Last week I heard an English professor elaborate on Frederick Buechner’s definition of a saint.

"A saint," according to Buechner, "is a life-giver. A saint is a human being with the same hang-ups and dark secrets and abysses as the rest of us. But if a saint touches your life, you come alive in a new way."

The interesting thing is that all of us have brushed up against saints in our own lives, people that inspired and encouraged us, perhaps even enabled us to do better and be better. If saints aren’t different and better than we are, then we each have the capacity to be saintly on any given day.

Because I associate the word saint with religiosity, piety,and sanctimonious behavior, it makes me slightly uncomfortable. We already have too many holier-than-thou individuals who publicly flaunt their righteousness.

Still, the definition life-givers touched my imagination. I began to take an inventory of people in my experience who clearly gave life to others. My first thought was a friend who started a program to educate girls in far away Nepal (boys are part of the program now too) ten years ago.

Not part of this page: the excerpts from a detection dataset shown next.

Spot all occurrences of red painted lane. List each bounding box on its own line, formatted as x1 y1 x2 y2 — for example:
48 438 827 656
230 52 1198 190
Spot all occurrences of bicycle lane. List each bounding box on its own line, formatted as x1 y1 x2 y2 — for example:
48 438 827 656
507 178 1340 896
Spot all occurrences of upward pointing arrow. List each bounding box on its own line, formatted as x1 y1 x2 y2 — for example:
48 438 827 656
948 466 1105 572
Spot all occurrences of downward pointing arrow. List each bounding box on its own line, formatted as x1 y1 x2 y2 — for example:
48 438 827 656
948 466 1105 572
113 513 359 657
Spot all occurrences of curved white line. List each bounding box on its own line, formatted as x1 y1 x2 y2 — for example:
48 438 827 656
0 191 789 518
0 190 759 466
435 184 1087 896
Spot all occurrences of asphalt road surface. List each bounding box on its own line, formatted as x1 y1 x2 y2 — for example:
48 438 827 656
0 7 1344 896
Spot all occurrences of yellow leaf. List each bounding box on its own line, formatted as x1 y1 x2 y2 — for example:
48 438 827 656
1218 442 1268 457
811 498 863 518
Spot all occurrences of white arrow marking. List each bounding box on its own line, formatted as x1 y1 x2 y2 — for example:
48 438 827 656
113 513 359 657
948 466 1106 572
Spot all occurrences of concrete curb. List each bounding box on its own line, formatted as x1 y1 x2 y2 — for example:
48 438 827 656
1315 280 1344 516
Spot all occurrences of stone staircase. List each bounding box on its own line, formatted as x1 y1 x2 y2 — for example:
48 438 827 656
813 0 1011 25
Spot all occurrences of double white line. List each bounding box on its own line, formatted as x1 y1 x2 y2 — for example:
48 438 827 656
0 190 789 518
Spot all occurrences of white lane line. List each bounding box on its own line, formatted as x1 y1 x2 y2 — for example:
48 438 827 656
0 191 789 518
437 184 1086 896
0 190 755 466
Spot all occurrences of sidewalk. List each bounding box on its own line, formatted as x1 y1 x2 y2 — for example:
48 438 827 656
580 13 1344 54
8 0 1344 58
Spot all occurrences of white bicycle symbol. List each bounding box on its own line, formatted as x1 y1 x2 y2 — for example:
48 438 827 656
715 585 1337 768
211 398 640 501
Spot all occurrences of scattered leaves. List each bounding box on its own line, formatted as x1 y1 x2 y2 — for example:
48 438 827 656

I viewed this person as a real life “saint” before I read Beuchner’s definition, but he would never accept that mantle because he genuinely believes in doing what is possible to help people because they are part of the family of man. Then I thought of a free-thinking minister I was fortunate to know, a man who had a great mind and built a large congregation that he inspired to think and imagine and become. He would certainly meet Buechner’s criteria for sainthood.

Next I asked my husband to share the life givers in his experience, and his first answer was, “My parents.” Wow, I loved that answer! I immediately had two more people to add to my own list. As an abandoned infant, raised by maternal grandparents whom I always called my parents, I was blessed with life-giving in its purest form. It was becoming clear to me that saints are all over the place, and that it is always possible to become a part of the process of touching lives in a positive, life-giving way.

It seems that you don’t have to undergo a great conversion or change the lives of multitudes to qualify for membership in the ranks of the marching saints on any day. It’s really much simpler than that. You can help a child learn to read, listen to the stories of an elderly friend, prepare warm soup for an ailing neighbor. These small gestures are life-giving actions, and the immediate payback is richer, more satisfying living.